Bir takım tedbirler alınıyor, işçi haklarını korumaya matuf kanunlar çıkartılıyor… Ama kazanma hırsı, tedbirleri etkisiz kılacak yolları buluyor, boşluklardan faydalanıyor, iyi niyetleri ve ihtiyaç sahiplerini istismar ediyor. Bunun için her an bir facia haberi duyacağız korkusu ile yaşıyoruz…
Şimdi özelleştirmekle hata ettik nev´inden tenkitlerden tutun, suçu tamamen hükümete yıkmaya kadar her kafadan bir ses… Soğukkanlılıkla sebepler ve çareler üzerinde durmak yerine inkısar: “Biz adam olmayız!”… İstismarcılara ve kışkırtıcılara gün doğdu.
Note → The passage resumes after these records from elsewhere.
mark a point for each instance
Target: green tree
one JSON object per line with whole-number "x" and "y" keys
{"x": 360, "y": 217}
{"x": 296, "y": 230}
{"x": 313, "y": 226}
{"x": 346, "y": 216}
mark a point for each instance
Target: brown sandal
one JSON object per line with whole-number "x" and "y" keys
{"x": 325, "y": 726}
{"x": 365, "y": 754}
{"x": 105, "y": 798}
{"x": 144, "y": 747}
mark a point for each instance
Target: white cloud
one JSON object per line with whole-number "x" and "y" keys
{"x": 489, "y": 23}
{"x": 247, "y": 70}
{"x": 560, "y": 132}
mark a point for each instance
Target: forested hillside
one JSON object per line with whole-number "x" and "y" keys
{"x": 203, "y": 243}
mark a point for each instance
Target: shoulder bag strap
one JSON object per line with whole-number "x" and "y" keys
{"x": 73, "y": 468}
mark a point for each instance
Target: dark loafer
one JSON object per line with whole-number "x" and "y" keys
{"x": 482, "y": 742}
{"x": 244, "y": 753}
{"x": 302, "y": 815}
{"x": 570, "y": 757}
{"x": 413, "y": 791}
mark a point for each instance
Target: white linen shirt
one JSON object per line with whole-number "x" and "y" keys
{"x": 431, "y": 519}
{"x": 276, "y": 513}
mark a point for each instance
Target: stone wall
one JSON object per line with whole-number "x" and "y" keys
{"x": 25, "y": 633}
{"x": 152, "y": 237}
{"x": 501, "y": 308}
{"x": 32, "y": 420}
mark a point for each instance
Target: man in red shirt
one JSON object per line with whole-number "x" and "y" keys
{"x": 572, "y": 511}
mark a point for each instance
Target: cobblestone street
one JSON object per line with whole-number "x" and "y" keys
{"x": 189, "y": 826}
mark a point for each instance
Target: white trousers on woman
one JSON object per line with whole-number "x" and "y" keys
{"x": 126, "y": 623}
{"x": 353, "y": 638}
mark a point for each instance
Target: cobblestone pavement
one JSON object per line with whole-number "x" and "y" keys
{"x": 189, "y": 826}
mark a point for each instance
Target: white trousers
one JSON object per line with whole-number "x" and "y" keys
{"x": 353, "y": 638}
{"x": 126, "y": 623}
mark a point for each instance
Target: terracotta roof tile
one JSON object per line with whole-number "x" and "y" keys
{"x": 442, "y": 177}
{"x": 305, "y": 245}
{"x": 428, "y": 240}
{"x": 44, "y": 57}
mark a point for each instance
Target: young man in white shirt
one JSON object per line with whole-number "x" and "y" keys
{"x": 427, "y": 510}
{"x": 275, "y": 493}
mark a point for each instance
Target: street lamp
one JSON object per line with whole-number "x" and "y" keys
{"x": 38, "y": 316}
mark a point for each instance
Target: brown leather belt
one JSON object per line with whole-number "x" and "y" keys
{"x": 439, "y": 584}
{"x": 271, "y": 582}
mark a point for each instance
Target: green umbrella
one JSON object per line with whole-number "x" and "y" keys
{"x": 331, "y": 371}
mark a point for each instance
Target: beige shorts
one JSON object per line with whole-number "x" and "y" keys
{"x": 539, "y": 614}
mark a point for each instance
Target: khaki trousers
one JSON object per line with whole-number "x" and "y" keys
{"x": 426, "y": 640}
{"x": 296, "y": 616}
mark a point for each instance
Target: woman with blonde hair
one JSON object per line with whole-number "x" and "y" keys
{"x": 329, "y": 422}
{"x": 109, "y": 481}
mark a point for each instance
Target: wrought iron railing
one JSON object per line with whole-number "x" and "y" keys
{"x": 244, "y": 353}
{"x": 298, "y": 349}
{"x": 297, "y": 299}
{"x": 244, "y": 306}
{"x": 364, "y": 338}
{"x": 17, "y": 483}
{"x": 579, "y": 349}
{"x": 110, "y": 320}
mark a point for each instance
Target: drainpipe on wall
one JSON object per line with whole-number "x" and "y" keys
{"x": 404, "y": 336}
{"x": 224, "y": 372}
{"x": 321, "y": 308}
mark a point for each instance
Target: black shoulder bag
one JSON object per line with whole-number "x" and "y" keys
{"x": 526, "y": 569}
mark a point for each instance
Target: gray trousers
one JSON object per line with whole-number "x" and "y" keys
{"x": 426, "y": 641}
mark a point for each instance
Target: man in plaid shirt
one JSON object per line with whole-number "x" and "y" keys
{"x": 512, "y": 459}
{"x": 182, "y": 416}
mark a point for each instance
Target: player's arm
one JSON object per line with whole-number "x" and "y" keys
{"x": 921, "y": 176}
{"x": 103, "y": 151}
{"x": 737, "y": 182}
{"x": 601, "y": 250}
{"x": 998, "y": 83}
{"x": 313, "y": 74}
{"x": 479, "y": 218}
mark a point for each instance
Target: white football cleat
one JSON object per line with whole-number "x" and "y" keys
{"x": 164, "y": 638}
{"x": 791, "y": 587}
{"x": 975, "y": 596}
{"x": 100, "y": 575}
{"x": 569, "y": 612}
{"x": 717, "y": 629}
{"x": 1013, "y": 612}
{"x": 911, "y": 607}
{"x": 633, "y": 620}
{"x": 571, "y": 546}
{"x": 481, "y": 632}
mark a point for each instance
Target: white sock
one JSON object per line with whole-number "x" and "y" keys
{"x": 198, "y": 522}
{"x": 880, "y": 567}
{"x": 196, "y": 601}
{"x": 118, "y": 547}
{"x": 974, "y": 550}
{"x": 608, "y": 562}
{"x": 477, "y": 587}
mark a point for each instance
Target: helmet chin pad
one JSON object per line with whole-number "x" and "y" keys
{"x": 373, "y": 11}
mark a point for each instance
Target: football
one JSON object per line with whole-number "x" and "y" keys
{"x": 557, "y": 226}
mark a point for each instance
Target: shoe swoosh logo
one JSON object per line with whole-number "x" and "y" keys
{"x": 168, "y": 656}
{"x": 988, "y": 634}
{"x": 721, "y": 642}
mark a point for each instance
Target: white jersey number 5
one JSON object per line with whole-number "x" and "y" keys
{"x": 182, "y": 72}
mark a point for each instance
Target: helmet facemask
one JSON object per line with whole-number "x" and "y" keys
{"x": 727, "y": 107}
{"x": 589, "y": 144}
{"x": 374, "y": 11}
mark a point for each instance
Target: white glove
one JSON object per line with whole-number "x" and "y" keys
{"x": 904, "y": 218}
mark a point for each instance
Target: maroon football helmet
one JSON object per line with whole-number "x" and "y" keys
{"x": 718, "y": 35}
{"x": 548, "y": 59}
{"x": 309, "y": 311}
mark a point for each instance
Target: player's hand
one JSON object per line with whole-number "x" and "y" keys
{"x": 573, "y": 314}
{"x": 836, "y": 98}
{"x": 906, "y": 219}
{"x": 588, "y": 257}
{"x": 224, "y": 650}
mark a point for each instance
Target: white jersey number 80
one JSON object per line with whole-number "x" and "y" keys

Bu hengâmede, meseleyi canevinden değerlendirenlerin sesi de kaybolup gidiyor.
İşçisini kendisine tevdi edilmiş “mukaddes emanet” bilecek ve onu öz evlâdı gibi istihdam edecek ahlâkta insan yetiştirebiliyor muyuz; siz ondan haber verin… Maden çıkarma ruhsatını; öz evlâdı için alacağı emniyet tedbirlerini, −kanunlar emretmese bile− işçisi için de alacak ahlâkta insanlara veriyor muyuz; siz ondan haber verin… Bütün mesele insanı yetiştirmekte… Bunu idrak edebiliyor muyuz, onun hasretini çekiyor muyuz; siz ondan haber verin. Derdi; bu değerlerin cemiyete nasıl kazandırılacağı olmayanın derdi bitmez…
Başbakan Davutoğlu, hükümet programının geçici çözümler değil, köklü değişiklikler ve fikirler ihtiva ettiğini her vesileyle söylüyor. Ermenek felâketinden sonra da “Herhangi bir işyerinde işçilere tanıdığımız haklar yerine getirilmiyorsa işçilerimiz şikâyet edecekler. İş kazaları ile ilgili şikâyet hattı kurulacak. İşçilerimize angarya muamelesi yapılamaz. Bize bildirin. İhmalleri şikâyet edin ki, müdahale edebilelim. Anında o iş yerini kapatırız.” dedi. Ve facialardan ders alındığı ümidini veren bir cümle… “Bir zihniyet değişikliğine de acilen ihtiyaç var!” Bunlar, yalanı bile güzel olan ve yüreklere su serpen vaatler…
Sayın Davutoğlu, konuşmalarında heyecanla selâmlamayı çok seviyor. Biz de sözü öyle tamamlayalım… Ders alınma ümidine “selâm olsun!”